I am perplexed as to how a file can be deleted (trashed) but still be linked by a process and still be written to. My understanding is that a file name is an entry in the directory that points to an inode. An inode is a data structure that lists the logical blocks that make up a file. When a file is deleted, its directory entry is deleted but the data and the inode are untouched. the kernel checks to see if there are any other links to the inode, and if not, the inode is deleted and the memory reclaimed. But how can such a nameless file be created? Whenever I open a file and read or write to it in python, it exists on the disk. But when I issue this command on my mac:
lsof +L1
I get a list of 300 files! From what I have read, these are files with only one link, the one to the process writing to them. If there were directory entries for these files as well, there would be at least two links. So, somewhere along the way, the processes writing to these files, deleted their directory entries? Why? How?
Open a file and then unlink it. Now you have an open file descriptor to a file with no link in a directory.
Unlinking the file can be accomplished programmatically using the unlink() system call. From the command line, the commands rm or unlink can be used.
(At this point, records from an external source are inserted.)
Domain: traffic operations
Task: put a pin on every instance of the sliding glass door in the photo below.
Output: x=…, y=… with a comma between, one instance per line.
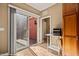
x=21, y=32
x=18, y=31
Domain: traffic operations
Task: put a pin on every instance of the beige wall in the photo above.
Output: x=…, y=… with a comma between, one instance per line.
x=4, y=24
x=26, y=7
x=56, y=12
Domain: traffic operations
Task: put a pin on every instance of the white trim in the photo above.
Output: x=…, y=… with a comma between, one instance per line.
x=27, y=12
x=8, y=30
x=41, y=27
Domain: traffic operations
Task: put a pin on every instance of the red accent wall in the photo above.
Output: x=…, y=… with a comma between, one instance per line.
x=32, y=30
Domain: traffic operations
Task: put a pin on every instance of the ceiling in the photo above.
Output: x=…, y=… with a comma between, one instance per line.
x=41, y=6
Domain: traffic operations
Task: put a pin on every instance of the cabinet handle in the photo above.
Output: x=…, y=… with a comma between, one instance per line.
x=76, y=37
These are effectively just a means to call the unlink() system call.
Probably many such file descriptors that lsof shows you come about because some program opened a file and then some other program replaced that file. There are several ways to write out a file. You can open the existing file, truncate its contents, and then write new contents. You can unlink the file and then open/create a new file and write new contents. Or you can write to a separate file, atomically swap the two directory entries to put the new file in the place of the old file, and then unlink the old file (i.e. with the rename() or exchangedata() system calls). The latter two approaches will leave any already opened file descriptors pointing to the old file's inode even though it's no longer linked from a directory.
For example, on my system lsof shows many descriptors open to /private/var/folders/.../mds/mdsDirectory.db. That is probably related to Spotlight. There is a version of that file on disk, but not with the same inode. So, probably something opened it at time t0, something else wrote out a new version at time t1 and unlinked the old one, and I checked at time t2.